В отеле, в холле я подвела Власова к киоску «Роспечати», купила яркий журнал с его большой фотографией на обложке — это была телепрограмма передач на следующую неделю — и, повелительно ткнув пальцем в свободное от текста место, сказала:
— Пиши под мою диктовку…
Он удивленно на меня уставился:
— Вроде и выпили-то всего ничего, а ты уже буянишь.
— Пиши-пиши, а то действительно начну. Значит, так: «Уважаемой Ирине Валентиновне с глубокой благодарностью за помощь». Написал? Подпишись и поставь число.

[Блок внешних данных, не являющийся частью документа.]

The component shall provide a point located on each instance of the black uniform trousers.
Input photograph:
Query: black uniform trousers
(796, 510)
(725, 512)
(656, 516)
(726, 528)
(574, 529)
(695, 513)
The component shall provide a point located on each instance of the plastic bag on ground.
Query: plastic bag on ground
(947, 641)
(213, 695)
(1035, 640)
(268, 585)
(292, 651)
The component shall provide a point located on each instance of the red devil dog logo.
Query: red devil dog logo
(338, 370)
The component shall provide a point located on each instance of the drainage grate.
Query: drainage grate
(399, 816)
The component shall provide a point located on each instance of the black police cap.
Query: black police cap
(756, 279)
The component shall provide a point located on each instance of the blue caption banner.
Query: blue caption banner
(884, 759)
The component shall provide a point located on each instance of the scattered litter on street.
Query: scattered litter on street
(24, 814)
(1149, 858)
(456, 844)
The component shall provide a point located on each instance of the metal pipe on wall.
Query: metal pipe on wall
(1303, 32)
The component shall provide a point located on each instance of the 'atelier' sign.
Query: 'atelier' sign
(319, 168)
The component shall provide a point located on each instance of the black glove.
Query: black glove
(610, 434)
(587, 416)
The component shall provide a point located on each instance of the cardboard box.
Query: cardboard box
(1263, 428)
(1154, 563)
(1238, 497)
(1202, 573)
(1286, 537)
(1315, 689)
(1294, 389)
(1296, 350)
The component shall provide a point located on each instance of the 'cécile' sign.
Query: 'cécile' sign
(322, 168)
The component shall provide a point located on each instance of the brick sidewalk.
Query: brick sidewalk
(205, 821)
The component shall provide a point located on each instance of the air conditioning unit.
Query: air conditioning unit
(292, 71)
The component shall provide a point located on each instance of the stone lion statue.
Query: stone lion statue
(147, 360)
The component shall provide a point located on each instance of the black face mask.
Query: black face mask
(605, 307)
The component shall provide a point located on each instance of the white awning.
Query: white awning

А теперь пойдем букет покупать.
— Лена, — осторожно спросил меня Власов. — А ты уверена, что коньяк был качественный? Что-то некоторая странность в тебе наблюдается, ты не находишь?
— Саша, я похожа на Геракла? Думаю, что не очень. Ты как считаешь, я могу все сама делать, везде успевать?
— Можешь! — уверенно сказал Власов. — Я уже понял, что ты все можешь!
— Спасибо за комплимент. Но и букет, и журнал ты, поднявшись на третий этаж, вручишь дежурной по этажу Ирине Валентиновне. Что тебе еще непонятно?
— Обложила, значит, Катьку? Ну и хватка у тебя, Лена! Мертвая! — и он покачал головой.